Now, then how do we select an action in this paper? The paper finds that at least in the case of Minecraft
- “there often exist multiple feasible plans to complete a task”
- “despite the feasibility of all such plans, most of them are highly inefficient to execute in the current episode.” ex depending on the type of wood, you may not be able to obtain it efficiently.
- Some goals might not need sequential requirements/can be executed in any order
So the question is how do we execute a plan in the most efficient manner? To do this the authors made the problem predicting the nearest goal(ex collect birch wood) given the plan and the state from all the possible goals to execute.
To do this, the authors came up with a “horizon-predictive selector” that ranks each goal/action based on their feasibility/efficiency by predicting the number of timesteps to do the goal which we will call μ(given goal andd state), and then doing a softmax overall the negative μs for all feasible goals
For the network, a pretty famous network called IMPALA CNN was used. My understanding is this allows for incredible distributed communication/training between workers like Minecraft agents and a centralized server.
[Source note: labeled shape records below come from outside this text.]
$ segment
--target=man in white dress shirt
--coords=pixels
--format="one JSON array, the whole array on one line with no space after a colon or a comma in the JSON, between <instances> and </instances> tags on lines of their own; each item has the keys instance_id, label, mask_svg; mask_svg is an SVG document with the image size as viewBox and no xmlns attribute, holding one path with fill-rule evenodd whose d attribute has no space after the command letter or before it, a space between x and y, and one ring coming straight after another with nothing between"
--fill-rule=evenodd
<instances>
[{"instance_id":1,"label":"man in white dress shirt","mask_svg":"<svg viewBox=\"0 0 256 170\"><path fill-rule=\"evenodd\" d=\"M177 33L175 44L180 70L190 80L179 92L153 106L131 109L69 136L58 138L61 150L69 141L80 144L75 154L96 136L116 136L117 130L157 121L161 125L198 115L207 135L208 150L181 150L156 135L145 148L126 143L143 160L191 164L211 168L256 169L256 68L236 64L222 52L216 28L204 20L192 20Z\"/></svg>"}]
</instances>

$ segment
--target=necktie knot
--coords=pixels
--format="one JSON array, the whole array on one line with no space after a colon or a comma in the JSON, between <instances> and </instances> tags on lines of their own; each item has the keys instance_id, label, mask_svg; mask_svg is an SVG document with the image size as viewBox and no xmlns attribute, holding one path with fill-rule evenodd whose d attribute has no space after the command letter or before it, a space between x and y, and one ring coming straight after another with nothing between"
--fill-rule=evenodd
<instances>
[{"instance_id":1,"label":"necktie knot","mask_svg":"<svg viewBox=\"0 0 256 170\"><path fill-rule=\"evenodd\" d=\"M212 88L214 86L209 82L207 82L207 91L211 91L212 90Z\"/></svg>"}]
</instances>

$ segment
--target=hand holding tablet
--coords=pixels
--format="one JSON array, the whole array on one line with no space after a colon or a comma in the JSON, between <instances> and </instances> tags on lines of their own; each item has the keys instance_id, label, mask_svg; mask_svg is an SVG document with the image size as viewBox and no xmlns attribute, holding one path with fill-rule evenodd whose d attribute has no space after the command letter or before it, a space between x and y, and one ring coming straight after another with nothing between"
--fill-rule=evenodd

For the code of the general logic, it can be found here.
Conclusion
Overall, I wasn’t able to find information in some questions I had like
- What’s the best way to represent/update a task list most places assume that just rearranging the current task list with feedback is the optimal method
- How best to integrate research/LLM searching external information. It seems like RAG is used for context from the start instead of say LLM searching by itself except for when the planning and evidence are separated in a paper.
But I do like that there is reinforcement learning combined with LLMs as it is more exciting than prompt engineering. Also, I did learn that feedback is pretty important. It is interesting though that not many papers combine MCTS with the feedback method etc. I may be missing a piece here.